I'm finally done fighting with my best friend. I've been questioning it for a couple weeks now, and yesterday I just couldn't take it anymore. Through all the screaming, tears, and the f-bombs flying everywhere, we broke down and apologized both, to one another. Like civilized human beings. I don't know what I would do with out her. I know she can be a complete brat, and a compulsive liar, but we truely have been there for each other through thick and thin since the first grade. From learning simple addition to fractions to algebra, we've always been together, no matter what. And I absolutely hate myself for letting my idiot emotions take me over. I'm glad we're back on track and loving each other for who we are, like we're supposed too.

Talking about my bestfriend brings up the fact that I am finally realizing who my real friends are. And i'm incredibley stoked on that.

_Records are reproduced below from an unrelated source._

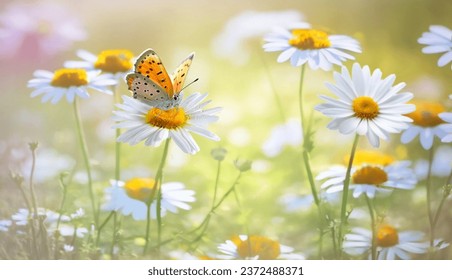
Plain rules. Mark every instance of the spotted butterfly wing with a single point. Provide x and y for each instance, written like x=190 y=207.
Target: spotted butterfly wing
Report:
x=144 y=89
x=150 y=65
x=179 y=75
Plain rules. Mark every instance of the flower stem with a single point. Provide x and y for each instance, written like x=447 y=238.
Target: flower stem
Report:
x=307 y=147
x=84 y=147
x=158 y=187
x=345 y=195
x=117 y=99
x=373 y=227
x=428 y=185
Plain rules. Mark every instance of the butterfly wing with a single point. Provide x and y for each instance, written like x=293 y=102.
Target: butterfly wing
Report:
x=144 y=89
x=149 y=65
x=180 y=73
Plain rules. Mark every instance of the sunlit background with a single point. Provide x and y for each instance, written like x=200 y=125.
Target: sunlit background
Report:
x=227 y=37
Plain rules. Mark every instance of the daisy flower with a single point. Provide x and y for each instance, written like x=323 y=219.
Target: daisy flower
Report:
x=438 y=40
x=391 y=244
x=303 y=44
x=153 y=125
x=29 y=31
x=257 y=247
x=130 y=197
x=116 y=61
x=447 y=128
x=367 y=104
x=371 y=176
x=68 y=82
x=5 y=224
x=426 y=123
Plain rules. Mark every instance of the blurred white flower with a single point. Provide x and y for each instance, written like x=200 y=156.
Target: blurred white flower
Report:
x=256 y=248
x=438 y=40
x=231 y=42
x=287 y=134
x=130 y=197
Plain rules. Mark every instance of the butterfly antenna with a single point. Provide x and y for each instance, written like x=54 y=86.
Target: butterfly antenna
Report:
x=192 y=82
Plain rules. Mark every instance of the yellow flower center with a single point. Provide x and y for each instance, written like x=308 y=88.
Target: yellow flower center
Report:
x=263 y=247
x=370 y=175
x=114 y=61
x=140 y=188
x=67 y=77
x=309 y=39
x=169 y=119
x=387 y=236
x=370 y=157
x=426 y=113
x=365 y=107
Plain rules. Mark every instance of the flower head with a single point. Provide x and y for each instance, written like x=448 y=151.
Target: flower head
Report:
x=29 y=31
x=391 y=244
x=367 y=104
x=68 y=82
x=114 y=61
x=256 y=247
x=438 y=40
x=426 y=123
x=130 y=197
x=370 y=175
x=303 y=44
x=153 y=125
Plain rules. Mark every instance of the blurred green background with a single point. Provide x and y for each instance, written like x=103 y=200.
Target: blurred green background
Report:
x=245 y=86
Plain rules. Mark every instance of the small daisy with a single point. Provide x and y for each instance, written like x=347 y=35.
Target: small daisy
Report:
x=391 y=244
x=426 y=123
x=257 y=247
x=438 y=40
x=302 y=44
x=130 y=197
x=233 y=41
x=153 y=125
x=447 y=128
x=117 y=61
x=369 y=177
x=68 y=82
x=367 y=104
x=287 y=134
x=5 y=224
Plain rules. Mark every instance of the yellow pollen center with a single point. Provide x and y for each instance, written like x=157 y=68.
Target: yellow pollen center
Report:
x=263 y=247
x=365 y=107
x=67 y=77
x=387 y=236
x=169 y=119
x=140 y=188
x=370 y=157
x=426 y=113
x=370 y=175
x=114 y=61
x=309 y=39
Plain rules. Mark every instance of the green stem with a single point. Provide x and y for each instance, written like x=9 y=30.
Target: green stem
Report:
x=428 y=184
x=217 y=179
x=60 y=211
x=345 y=195
x=157 y=186
x=373 y=226
x=148 y=226
x=84 y=147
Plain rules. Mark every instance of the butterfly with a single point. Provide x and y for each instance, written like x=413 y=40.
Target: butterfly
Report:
x=151 y=84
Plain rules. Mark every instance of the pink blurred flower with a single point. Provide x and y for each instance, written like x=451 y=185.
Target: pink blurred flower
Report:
x=34 y=31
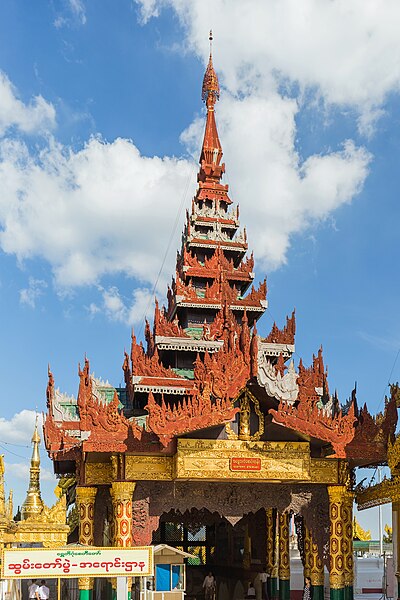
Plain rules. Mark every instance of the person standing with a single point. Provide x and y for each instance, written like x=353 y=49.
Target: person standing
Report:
x=44 y=592
x=264 y=583
x=209 y=586
x=307 y=591
x=33 y=590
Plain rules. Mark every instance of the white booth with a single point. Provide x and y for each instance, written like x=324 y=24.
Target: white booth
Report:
x=169 y=581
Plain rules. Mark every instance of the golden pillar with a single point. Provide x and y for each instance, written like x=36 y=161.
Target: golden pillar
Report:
x=122 y=497
x=247 y=548
x=270 y=530
x=275 y=560
x=341 y=542
x=284 y=557
x=307 y=551
x=85 y=499
x=314 y=565
x=396 y=541
x=347 y=517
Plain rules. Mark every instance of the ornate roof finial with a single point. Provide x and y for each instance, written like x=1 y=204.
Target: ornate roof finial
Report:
x=211 y=152
x=33 y=504
x=2 y=493
x=210 y=89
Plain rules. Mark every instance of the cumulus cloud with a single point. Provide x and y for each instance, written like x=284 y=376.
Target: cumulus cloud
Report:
x=280 y=195
x=131 y=310
x=19 y=429
x=348 y=52
x=21 y=471
x=36 y=117
x=75 y=13
x=102 y=210
x=106 y=209
x=35 y=289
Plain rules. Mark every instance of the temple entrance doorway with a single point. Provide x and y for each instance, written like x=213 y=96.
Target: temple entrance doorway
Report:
x=234 y=552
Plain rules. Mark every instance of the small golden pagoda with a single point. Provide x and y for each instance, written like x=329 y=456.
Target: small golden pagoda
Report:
x=39 y=523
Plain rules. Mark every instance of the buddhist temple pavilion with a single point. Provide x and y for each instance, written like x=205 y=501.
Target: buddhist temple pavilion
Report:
x=218 y=444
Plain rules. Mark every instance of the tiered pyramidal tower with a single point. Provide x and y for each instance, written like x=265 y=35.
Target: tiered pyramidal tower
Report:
x=205 y=372
x=206 y=326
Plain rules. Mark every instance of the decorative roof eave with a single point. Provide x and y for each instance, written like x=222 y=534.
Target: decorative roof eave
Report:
x=219 y=192
x=189 y=345
x=206 y=273
x=272 y=349
x=196 y=218
x=161 y=389
x=381 y=493
x=202 y=303
x=157 y=382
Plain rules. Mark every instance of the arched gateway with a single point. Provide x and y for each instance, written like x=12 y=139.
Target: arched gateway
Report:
x=216 y=440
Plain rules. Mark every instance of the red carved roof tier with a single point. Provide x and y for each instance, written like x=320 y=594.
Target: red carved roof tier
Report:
x=310 y=416
x=164 y=327
x=208 y=317
x=217 y=293
x=145 y=365
x=285 y=335
x=226 y=244
x=211 y=268
x=108 y=428
x=373 y=433
x=190 y=414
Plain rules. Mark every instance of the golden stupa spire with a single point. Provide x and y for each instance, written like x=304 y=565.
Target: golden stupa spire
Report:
x=211 y=152
x=210 y=89
x=2 y=492
x=33 y=504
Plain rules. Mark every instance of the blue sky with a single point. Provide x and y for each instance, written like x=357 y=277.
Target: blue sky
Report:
x=100 y=118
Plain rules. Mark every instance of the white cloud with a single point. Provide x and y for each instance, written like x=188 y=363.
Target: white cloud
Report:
x=126 y=310
x=21 y=471
x=19 y=429
x=101 y=210
x=279 y=195
x=36 y=117
x=348 y=52
x=77 y=14
x=35 y=289
x=106 y=209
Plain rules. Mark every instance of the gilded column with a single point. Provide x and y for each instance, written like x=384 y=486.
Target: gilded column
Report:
x=275 y=568
x=307 y=551
x=284 y=557
x=314 y=568
x=85 y=499
x=336 y=547
x=270 y=558
x=396 y=541
x=247 y=548
x=347 y=518
x=121 y=496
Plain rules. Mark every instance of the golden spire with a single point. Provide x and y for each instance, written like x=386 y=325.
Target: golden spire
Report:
x=2 y=493
x=33 y=504
x=211 y=152
x=210 y=89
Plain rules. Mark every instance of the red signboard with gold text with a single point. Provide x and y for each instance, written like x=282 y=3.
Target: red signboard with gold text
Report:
x=239 y=463
x=34 y=563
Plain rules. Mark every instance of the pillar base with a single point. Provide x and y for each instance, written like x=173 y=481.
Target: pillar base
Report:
x=272 y=588
x=349 y=592
x=284 y=589
x=318 y=592
x=337 y=594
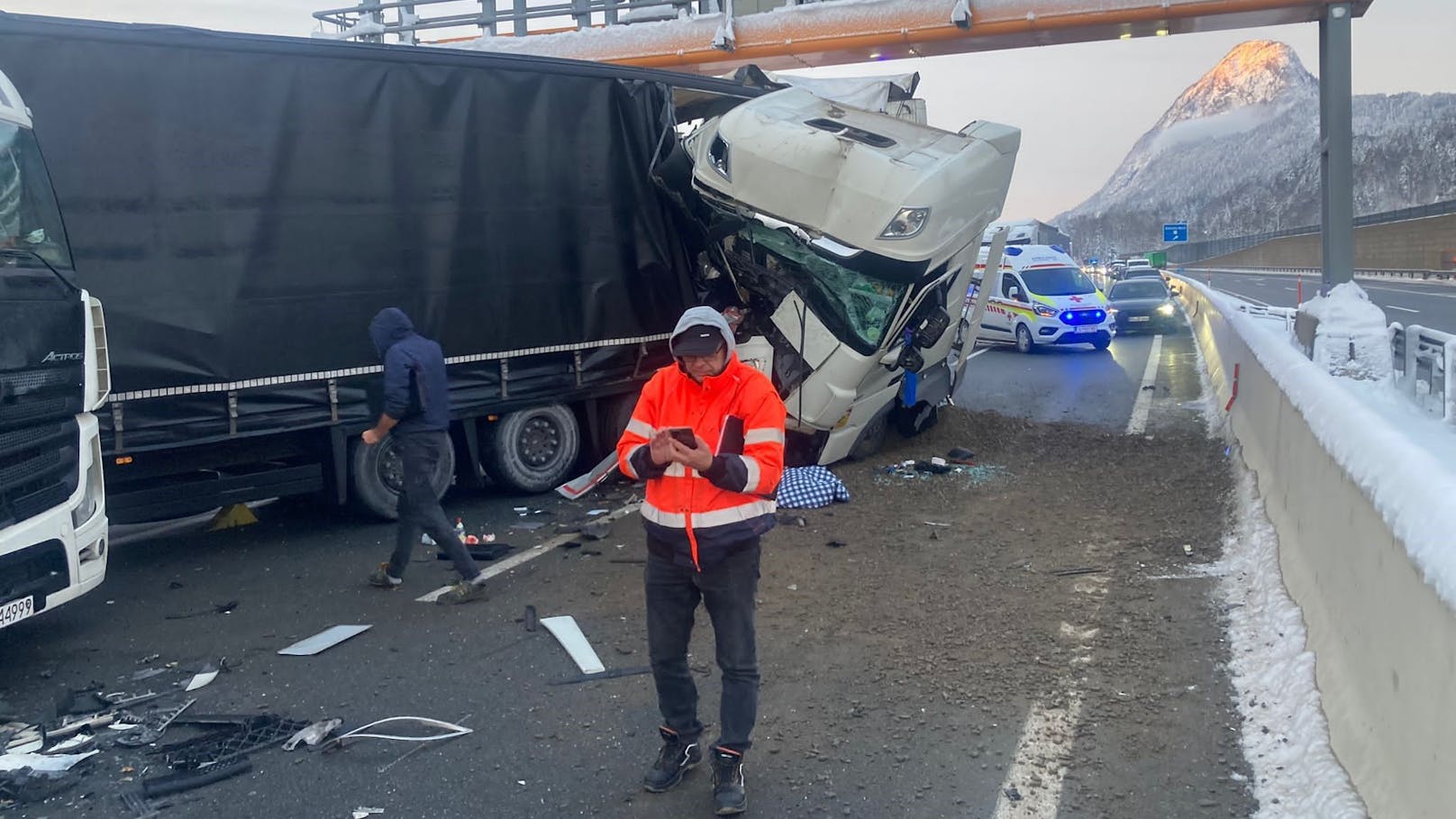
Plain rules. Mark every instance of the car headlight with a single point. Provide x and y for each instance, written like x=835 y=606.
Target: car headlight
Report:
x=907 y=223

I would do anything for those three people, who literally keep me going everyday, who I know I can be honest with 104% and I know that they will ALWAYS be there for me, because they have never once left me standing alone without anything to hold on to. You three incredible people know who you are. Too bad only one of you can read this, one of you is moving across the country..and one of you is moving completely OUT of the country after college. I guess that's life, right?

I am so excited for Christmas and this new year. It is almost impossible to be sincerely unhappy during the holidays. Especially the fact that I am going to do every possible thing I can to go see Horse Feathers in Salt Lake City on the 9th. Holler if you want to come!